16. A non-transitory computer-readable medium is provided that has stored thereon instructions that, when executed by one or more processors, cause the one or more processors to:

access textual content from a user device associated with a user profile;

access content preferences associated with the user profile;

provide the textual content to a classification machine learning model to identify one or more topics of the textual content, wherein the classification machine learning model is trained to identify topics within text;

access, from a content repository, supplementary textual content associated with the one or more topics;

form, based on the content preferences, an instruction prompt for a generative machine learning model;

provide the topics, the textual content, and the supplementary textual content to the generative machine learning model to obtain additional content;

identify, from the user profile, one or more additional user profiles having a relationship with the user profile; and

provide the additional content to an external server, wherein the additional content is associated with the one or more additional user profiles.

17. The non-transitory computer-readable medium of claim 16, wherein when executed by the one or more processors, the instructions cause the one or more processors to:

identify, from the one or more additional user profiles, one or more social media handles, wherein the additional content is associated with the one or more social media handles.

18. The non-transitory computer-readable medium of claim 16, wherein the content preferences include one or more of style, tone, audience, length, and/or objective.

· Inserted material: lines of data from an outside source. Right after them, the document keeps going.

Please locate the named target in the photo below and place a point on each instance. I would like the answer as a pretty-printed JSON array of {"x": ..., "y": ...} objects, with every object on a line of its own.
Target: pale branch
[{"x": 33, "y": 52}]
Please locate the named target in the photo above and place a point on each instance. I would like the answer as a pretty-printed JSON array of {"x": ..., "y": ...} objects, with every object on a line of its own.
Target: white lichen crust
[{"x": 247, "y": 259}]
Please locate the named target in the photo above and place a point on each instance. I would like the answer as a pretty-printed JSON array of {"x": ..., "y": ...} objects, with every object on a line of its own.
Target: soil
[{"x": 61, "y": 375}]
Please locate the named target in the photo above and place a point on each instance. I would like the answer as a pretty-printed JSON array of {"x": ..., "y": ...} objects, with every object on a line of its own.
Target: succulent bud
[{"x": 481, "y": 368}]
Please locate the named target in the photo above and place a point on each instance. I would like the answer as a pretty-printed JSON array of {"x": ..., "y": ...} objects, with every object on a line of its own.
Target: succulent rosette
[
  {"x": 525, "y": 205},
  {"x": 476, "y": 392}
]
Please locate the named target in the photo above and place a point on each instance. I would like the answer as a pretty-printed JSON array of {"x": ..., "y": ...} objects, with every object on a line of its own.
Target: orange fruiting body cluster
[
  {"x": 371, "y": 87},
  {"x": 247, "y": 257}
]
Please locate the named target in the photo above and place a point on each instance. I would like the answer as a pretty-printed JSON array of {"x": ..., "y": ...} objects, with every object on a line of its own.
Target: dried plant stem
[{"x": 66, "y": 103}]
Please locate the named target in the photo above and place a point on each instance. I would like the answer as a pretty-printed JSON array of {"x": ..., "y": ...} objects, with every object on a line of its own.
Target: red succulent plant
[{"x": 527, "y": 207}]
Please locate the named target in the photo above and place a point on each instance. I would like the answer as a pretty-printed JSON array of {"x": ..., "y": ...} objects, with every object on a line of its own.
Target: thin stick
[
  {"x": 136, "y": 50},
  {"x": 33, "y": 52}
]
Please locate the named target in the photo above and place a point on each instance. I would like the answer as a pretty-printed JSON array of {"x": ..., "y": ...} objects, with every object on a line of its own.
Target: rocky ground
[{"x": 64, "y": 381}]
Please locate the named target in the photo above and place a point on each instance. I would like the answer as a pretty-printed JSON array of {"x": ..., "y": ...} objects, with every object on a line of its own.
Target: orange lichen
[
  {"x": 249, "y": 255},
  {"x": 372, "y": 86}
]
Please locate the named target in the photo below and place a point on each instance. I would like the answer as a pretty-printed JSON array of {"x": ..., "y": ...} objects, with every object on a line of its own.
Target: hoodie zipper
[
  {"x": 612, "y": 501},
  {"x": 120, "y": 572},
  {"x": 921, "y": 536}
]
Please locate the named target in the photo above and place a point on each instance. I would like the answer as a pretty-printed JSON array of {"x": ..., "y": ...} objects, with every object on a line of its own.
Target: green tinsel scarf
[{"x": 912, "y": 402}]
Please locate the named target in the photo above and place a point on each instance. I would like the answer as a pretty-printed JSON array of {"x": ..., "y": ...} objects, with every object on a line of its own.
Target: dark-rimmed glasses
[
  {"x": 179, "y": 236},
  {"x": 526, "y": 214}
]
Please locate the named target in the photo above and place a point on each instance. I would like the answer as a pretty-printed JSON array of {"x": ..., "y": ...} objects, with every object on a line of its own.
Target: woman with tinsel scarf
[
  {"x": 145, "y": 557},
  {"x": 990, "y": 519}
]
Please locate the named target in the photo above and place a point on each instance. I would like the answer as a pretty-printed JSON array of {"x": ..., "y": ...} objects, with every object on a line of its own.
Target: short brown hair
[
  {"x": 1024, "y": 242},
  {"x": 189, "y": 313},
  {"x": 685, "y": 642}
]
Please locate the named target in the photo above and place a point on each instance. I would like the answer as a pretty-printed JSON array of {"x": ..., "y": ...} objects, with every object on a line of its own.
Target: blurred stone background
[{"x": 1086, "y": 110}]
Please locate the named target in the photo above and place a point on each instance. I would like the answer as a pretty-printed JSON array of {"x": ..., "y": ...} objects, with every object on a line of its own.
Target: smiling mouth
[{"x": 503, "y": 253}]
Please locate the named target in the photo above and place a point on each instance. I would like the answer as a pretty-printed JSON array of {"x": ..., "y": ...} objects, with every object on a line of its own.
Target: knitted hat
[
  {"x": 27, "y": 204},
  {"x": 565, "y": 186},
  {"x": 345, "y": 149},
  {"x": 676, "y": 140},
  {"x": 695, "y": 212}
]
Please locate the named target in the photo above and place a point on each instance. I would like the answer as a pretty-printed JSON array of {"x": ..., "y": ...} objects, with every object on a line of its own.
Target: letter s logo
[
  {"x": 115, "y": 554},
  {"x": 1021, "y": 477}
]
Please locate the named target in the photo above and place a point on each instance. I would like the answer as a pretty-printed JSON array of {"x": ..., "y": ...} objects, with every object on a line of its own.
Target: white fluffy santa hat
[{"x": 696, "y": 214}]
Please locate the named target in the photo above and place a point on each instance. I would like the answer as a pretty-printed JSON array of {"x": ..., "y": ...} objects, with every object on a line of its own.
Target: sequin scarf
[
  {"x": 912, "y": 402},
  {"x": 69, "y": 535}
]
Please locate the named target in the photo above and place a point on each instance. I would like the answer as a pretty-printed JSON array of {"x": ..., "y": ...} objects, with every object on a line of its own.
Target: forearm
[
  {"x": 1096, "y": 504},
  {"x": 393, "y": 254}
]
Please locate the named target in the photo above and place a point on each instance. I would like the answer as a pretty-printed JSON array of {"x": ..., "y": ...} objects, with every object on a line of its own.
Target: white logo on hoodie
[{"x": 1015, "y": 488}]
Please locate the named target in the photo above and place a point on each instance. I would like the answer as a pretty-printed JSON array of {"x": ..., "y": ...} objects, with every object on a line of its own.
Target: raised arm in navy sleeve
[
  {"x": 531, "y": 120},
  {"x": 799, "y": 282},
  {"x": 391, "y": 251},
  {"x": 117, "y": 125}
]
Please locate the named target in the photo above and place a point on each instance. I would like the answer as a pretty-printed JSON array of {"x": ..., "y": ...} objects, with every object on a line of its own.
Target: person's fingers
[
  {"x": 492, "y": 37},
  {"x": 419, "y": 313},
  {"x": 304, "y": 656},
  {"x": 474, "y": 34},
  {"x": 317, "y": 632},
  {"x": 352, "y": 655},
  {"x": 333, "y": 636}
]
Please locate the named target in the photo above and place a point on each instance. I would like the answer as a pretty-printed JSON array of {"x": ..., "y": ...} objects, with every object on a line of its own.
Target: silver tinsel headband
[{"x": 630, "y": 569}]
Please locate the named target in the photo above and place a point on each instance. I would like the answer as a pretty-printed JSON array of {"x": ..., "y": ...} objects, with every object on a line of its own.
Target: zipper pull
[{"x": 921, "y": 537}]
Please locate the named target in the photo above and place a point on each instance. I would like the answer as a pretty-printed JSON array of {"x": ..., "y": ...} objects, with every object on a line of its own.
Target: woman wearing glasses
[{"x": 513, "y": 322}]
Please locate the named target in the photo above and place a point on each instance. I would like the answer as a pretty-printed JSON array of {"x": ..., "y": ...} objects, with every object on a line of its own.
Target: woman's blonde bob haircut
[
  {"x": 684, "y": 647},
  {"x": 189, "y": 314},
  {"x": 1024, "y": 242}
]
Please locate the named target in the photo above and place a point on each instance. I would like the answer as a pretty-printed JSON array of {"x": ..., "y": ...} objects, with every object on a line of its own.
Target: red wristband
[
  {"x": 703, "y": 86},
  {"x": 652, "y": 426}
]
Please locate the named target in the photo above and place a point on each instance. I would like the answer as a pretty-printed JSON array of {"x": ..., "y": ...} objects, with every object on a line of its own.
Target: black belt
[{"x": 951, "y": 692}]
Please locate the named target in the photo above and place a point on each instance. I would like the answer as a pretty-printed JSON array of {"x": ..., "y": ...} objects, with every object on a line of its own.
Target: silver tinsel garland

19. The non-transitory computer-readable medium of claim 16, wherein forming the instruction prompt is based on the user profile, a user history including previous content associated with the user device, and analytics data associated with performance of the previous content.

20. The non-transitory computer-readable medium of claim 16, wherein accessing the textual content includes receiving the textual content via a user interface and wherein accessing the content preferences includes receiving the content preferences via the user interface.